Nanoarchitectured In-situ Pre-Lithiated Carbon Anode for High-Power and Long-Life Li-Ion Capacitors

Abstract

Lithium-ion capacitors (LICs) combine high energy and power densities but often suffer from poor cycle stability (<10,000 cycles) due to uncontrolled Li+ ion losses during solid electrolyte interphase (SEI) layer formation and irreversible side reactions. From the industrial standpoint, achieving >20,000 cycles necessitates an adequate pre-lithiation strategy that efficiently replenishes ions to offset such losses. This work proposes a scalable pre-lithiation approach by adding a thin lithium metal foil (46 µm) in direct contact with the anode while assembling LIC. The electrochemical potential difference between the Li foil and the carbon-coated porous current collector anode facilitates the lithiation process and promotes in-situ pre-lithiation (ISP). After a 10 h pre-lithiation time, the resultant LiCx and SEI layer were verified by ex-situ characterizations.

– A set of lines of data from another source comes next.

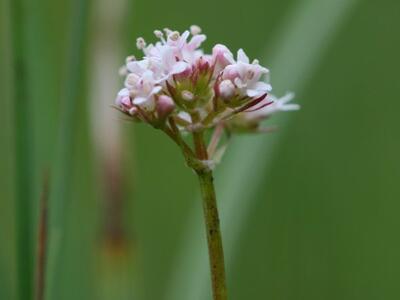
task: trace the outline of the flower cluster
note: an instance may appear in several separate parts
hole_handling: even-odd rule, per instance
[[[236,58],[224,45],[211,54],[199,47],[206,36],[198,26],[180,34],[154,31],[159,41],[137,39],[144,57],[126,59],[125,88],[116,105],[135,120],[156,128],[171,118],[179,129],[196,131],[223,124],[232,131],[258,131],[260,122],[278,111],[296,110],[292,95],[277,99],[265,81],[268,69],[250,62],[242,49]]]

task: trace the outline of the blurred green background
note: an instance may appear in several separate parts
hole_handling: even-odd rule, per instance
[[[302,105],[273,134],[235,137],[218,166],[230,299],[400,298],[399,1],[0,3],[0,299],[20,289],[24,213],[35,260],[45,174],[46,300],[210,299],[195,176],[110,108],[136,37],[191,24]]]

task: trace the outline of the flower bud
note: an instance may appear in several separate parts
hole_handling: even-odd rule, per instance
[[[137,116],[137,114],[138,114],[138,109],[137,109],[137,107],[136,107],[136,106],[132,106],[132,107],[129,109],[129,114],[130,114],[132,117]]]
[[[236,87],[230,80],[223,80],[219,84],[219,95],[223,100],[229,100],[235,95]]]
[[[129,109],[132,106],[131,98],[129,97],[129,90],[122,89],[119,91],[115,104],[122,109]]]
[[[182,91],[181,95],[182,95],[182,99],[186,100],[186,101],[193,101],[193,99],[194,99],[193,93],[188,90]]]
[[[171,97],[161,95],[158,97],[156,109],[158,118],[163,120],[166,119],[174,111],[175,103]]]

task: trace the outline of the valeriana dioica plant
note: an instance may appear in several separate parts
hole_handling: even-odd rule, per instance
[[[197,174],[203,198],[212,290],[215,300],[226,300],[226,279],[221,231],[212,170],[225,146],[219,142],[237,132],[263,132],[261,121],[279,111],[297,110],[283,98],[270,95],[264,80],[268,69],[250,62],[242,49],[237,57],[217,44],[211,54],[199,49],[206,39],[198,26],[180,34],[154,31],[160,40],[146,45],[137,39],[144,57],[126,59],[121,73],[125,88],[117,108],[138,122],[165,132],[181,149],[187,165]],[[191,38],[189,36],[191,35]],[[206,133],[212,132],[208,138]],[[193,142],[188,141],[188,135]]]

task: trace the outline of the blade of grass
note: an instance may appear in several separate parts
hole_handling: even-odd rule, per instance
[[[43,190],[40,199],[39,232],[37,240],[35,300],[43,300],[45,287],[45,266],[47,250],[47,203],[49,197],[49,175],[43,179]]]
[[[67,57],[64,93],[62,95],[62,111],[60,120],[59,141],[56,148],[56,157],[53,180],[49,194],[48,219],[48,261],[45,274],[45,299],[55,299],[57,278],[62,257],[63,233],[65,230],[65,208],[71,186],[71,161],[75,116],[80,96],[80,83],[83,78],[83,57],[88,23],[88,0],[74,0],[71,6],[71,36]]]
[[[306,85],[307,78],[312,75],[322,59],[329,41],[340,29],[356,2],[357,0],[304,0],[293,9],[278,32],[275,41],[276,53],[270,60],[272,62],[270,69],[274,76],[273,86],[278,95],[284,88],[299,92]],[[290,116],[284,114],[274,118],[274,122],[280,127],[278,133],[236,140],[216,176],[228,271],[241,228],[256,200],[254,193],[265,180],[265,177],[251,174],[266,173],[264,168],[273,159]],[[244,156],[243,153],[251,155]],[[234,188],[239,186],[240,189]],[[197,210],[193,211],[189,220],[191,223],[183,240],[182,249],[178,252],[170,290],[167,291],[166,298],[170,300],[187,299],[189,295],[193,300],[207,298],[205,295],[208,291],[208,271],[205,242],[193,240],[193,237],[202,234],[202,224]]]
[[[15,210],[17,228],[18,297],[30,300],[33,295],[33,235],[32,235],[32,126],[30,120],[30,94],[27,80],[25,0],[10,1],[13,51],[13,104],[15,139]]]
[[[16,239],[14,220],[14,141],[11,98],[11,21],[8,1],[0,1],[0,299],[17,299],[15,287]]]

The optimized LIC demonstrated a best-in-class specific energy of 204 Wh kg-1 and a specific power of 5.5 kW kg-1. The device achieved a remarkable capacity retention of 87 % after 40,000 full charge-discharge cycles, equivalent to 631 h. This structurally engineered strategy underscores the critical role of pre-lithiation in advancing the next-generation, high-performance energy storage solutions.